Extension: What is the smallest set (total weight) of five weights which, when taken in pairs, will produce 10 successive integral weights? Or can such a set be found? If not, find a set which produces integral weights, with as many successive integral weights as possible. (The above set has 7 successive integral weights, for example.)
Source: Henry Ernest Dudeny, in The Penguin Book of Curious and Interesting Puzzles, David Wells, 1992, #298. Used as Ken's POTD 10/25/94.

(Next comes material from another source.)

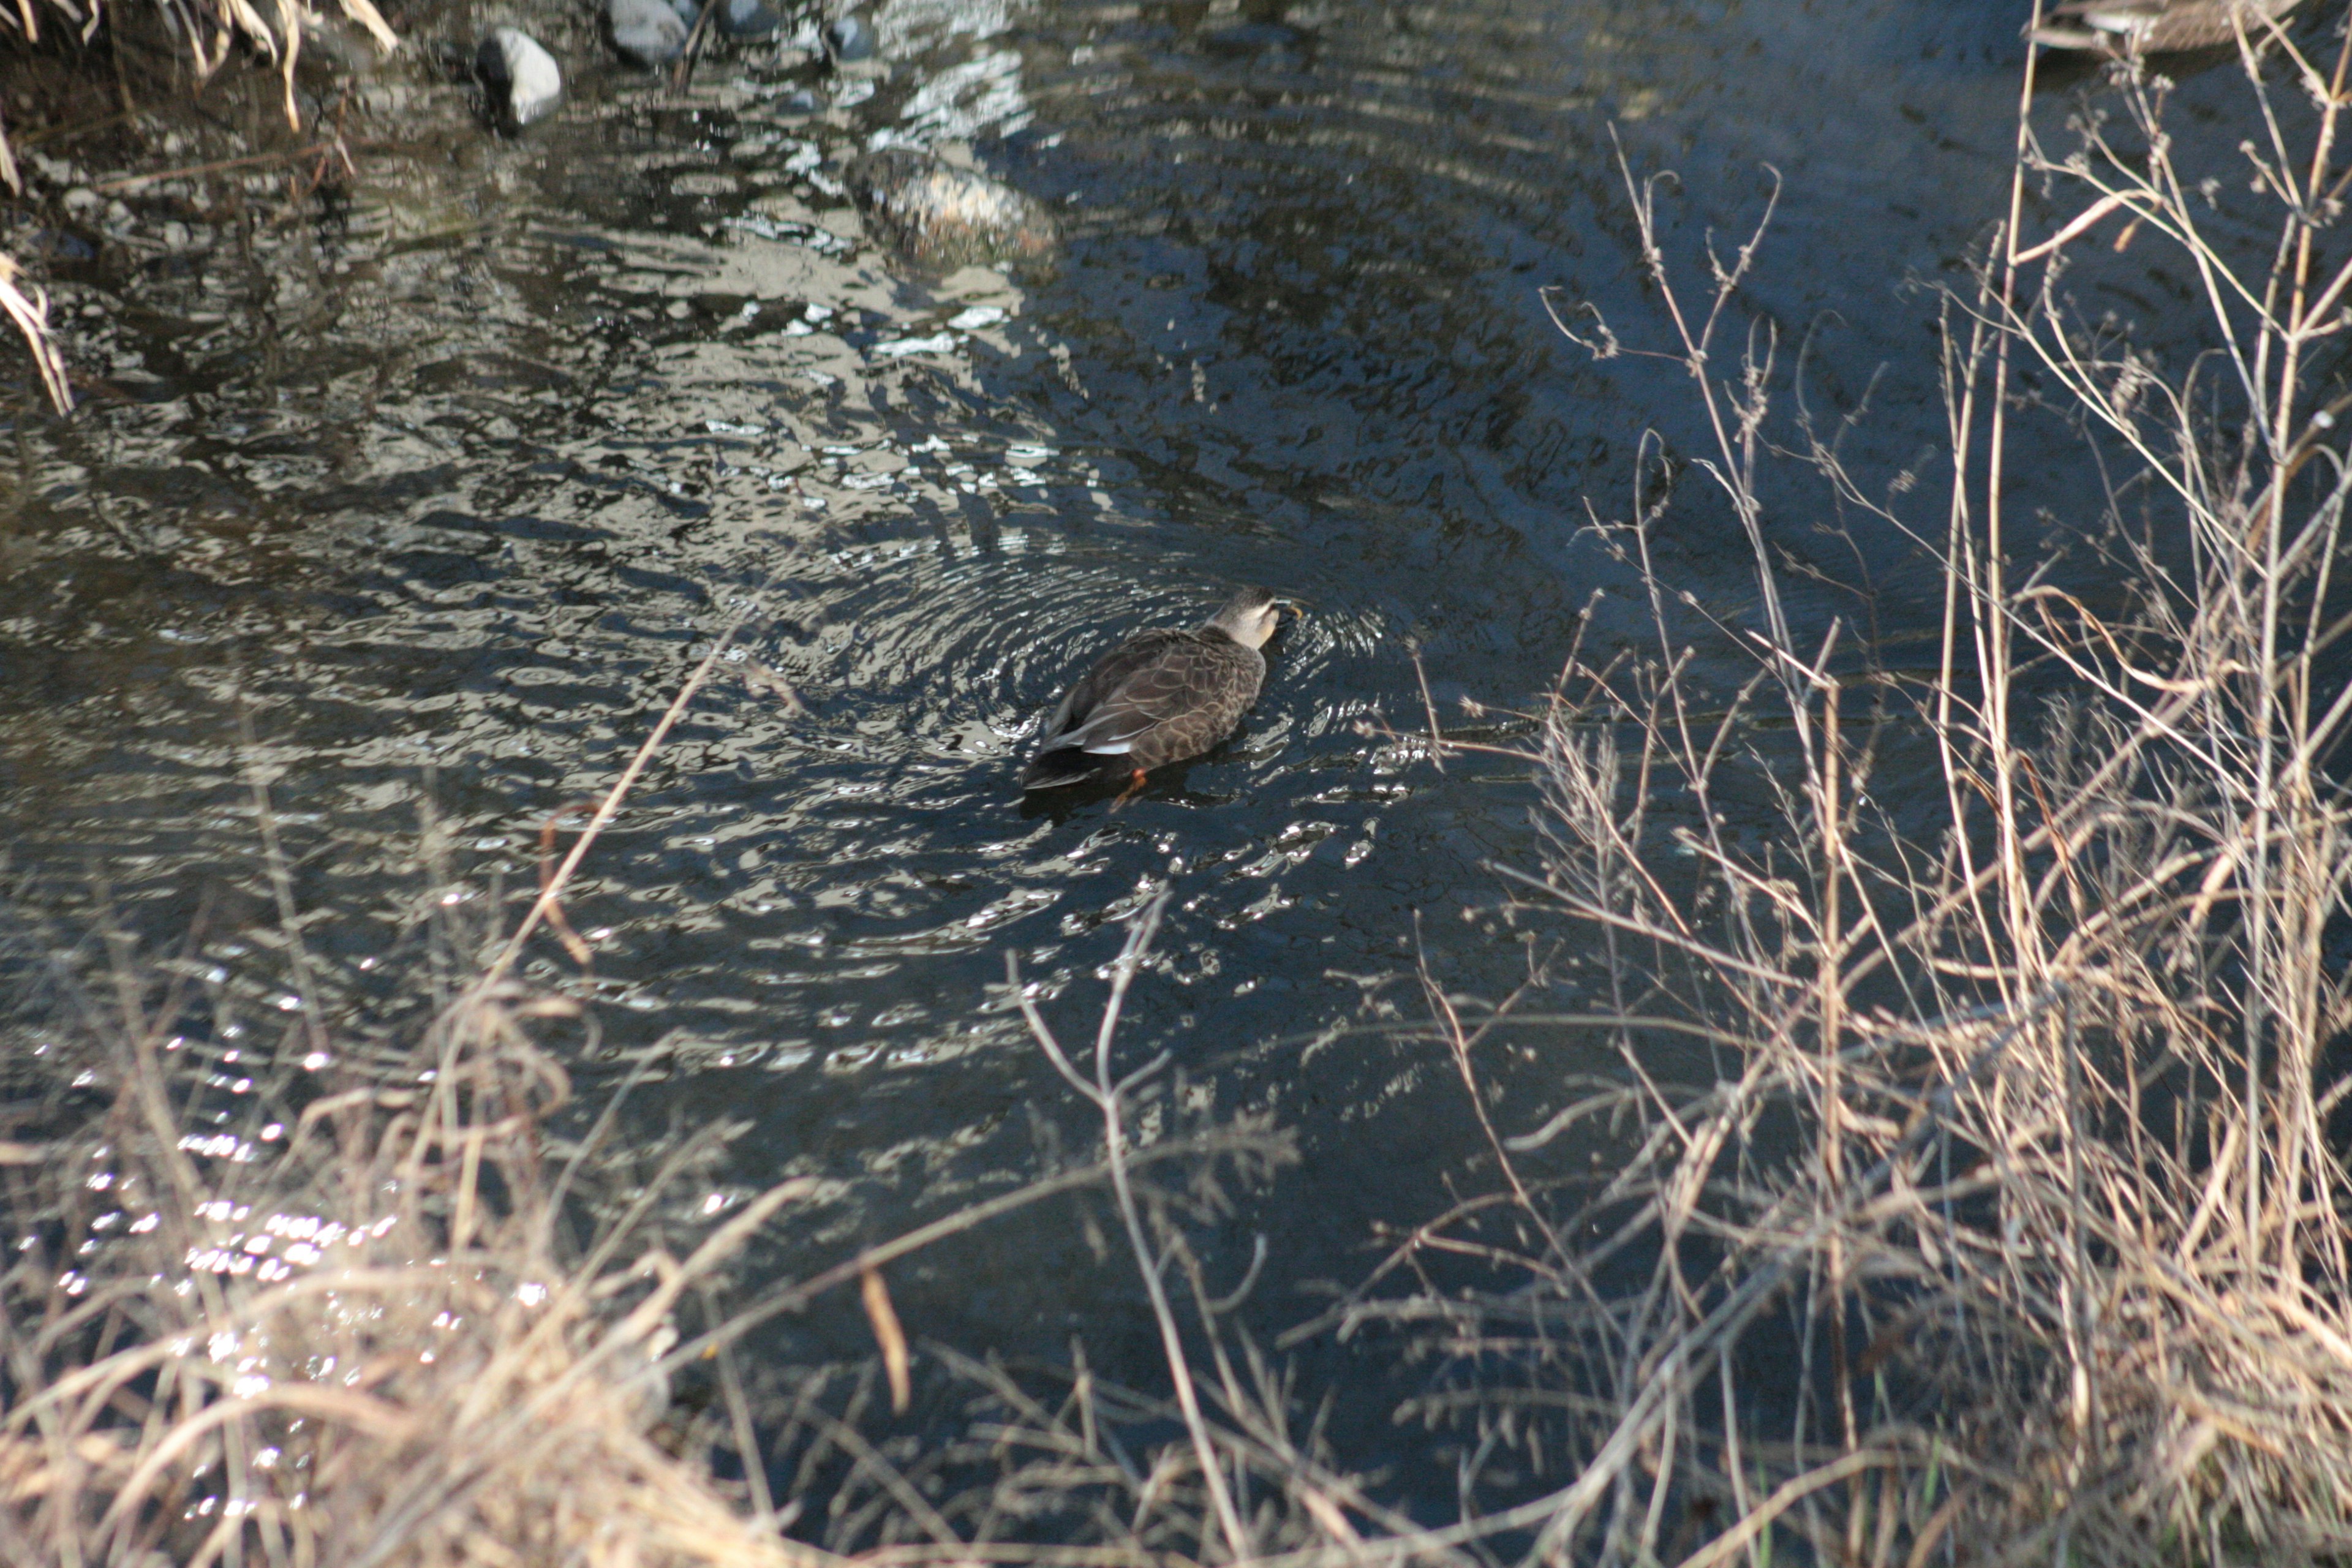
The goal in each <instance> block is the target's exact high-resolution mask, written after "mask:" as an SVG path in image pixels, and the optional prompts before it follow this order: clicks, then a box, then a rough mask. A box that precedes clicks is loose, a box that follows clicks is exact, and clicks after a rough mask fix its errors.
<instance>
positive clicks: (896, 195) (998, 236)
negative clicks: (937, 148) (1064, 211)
mask: <svg viewBox="0 0 2352 1568" xmlns="http://www.w3.org/2000/svg"><path fill="white" fill-rule="evenodd" d="M844 174H847V183H849V195H851V197H854V200H856V205H858V212H863V214H866V226H868V228H870V230H873V233H875V237H880V240H882V242H884V244H889V247H891V249H896V252H898V254H901V256H906V259H908V261H915V263H920V266H927V268H941V270H955V268H960V266H995V263H1000V261H1049V259H1051V256H1054V247H1056V244H1058V240H1061V235H1058V230H1056V226H1054V214H1049V212H1047V209H1044V207H1040V205H1037V202H1033V200H1030V197H1025V195H1021V193H1018V190H1014V188H1011V186H1002V183H997V181H993V179H988V176H985V174H981V172H978V169H960V167H955V165H950V162H943V160H941V158H934V155H931V153H915V150H906V148H891V150H887V153H870V155H866V158H858V160H856V162H851V165H849V169H844Z"/></svg>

Let call w_1, w_2, w_3, w_4, w_5 the weights of the 5 trusses considered in order of decreasing weight. As there are 5 trusses, there are 10 possible ways ( 5x4/2) of weighting them two at a time. As Hodge has got 10 different values, this means that the weights of the 5 trusses are all different ==> w_1 > w_2 > w_3 > w_4 > w_5 As each truss is taken 4 times by Hodge, the total amount of the weights he has measured represents 4 times the total of the weights of the 5 trusses. Therefore sum(w_i) = (110 +112+....+121)/4 = 289 On the other hand, we have the following relations: w_1 + w_2 = 121 and w_4 + w_5 = 110 Therefore w_3 = 58 As a result w_1 = 62 or 61 and w_5 = 53 or 54 It's easy to check that there is one solution defined by: w_1 = 62, w_2 = 59, w_3 = 58, w_4 = 56, w_5 = 54
The total of these 10 weighings is equal to S = p + (p+1) +.....+(p+9) = 10*p + 45 with p equal to the lowest value. S is also equal to 4*sum(w_i). Since the pair wise sums of the w_i must be integers, it is easy to show that 2*sum(w_i) must also be an integer. Thus S is a multiple of 2; 10*p+45 cannot be a multiple of 2, so such a set of weights doesn't exist.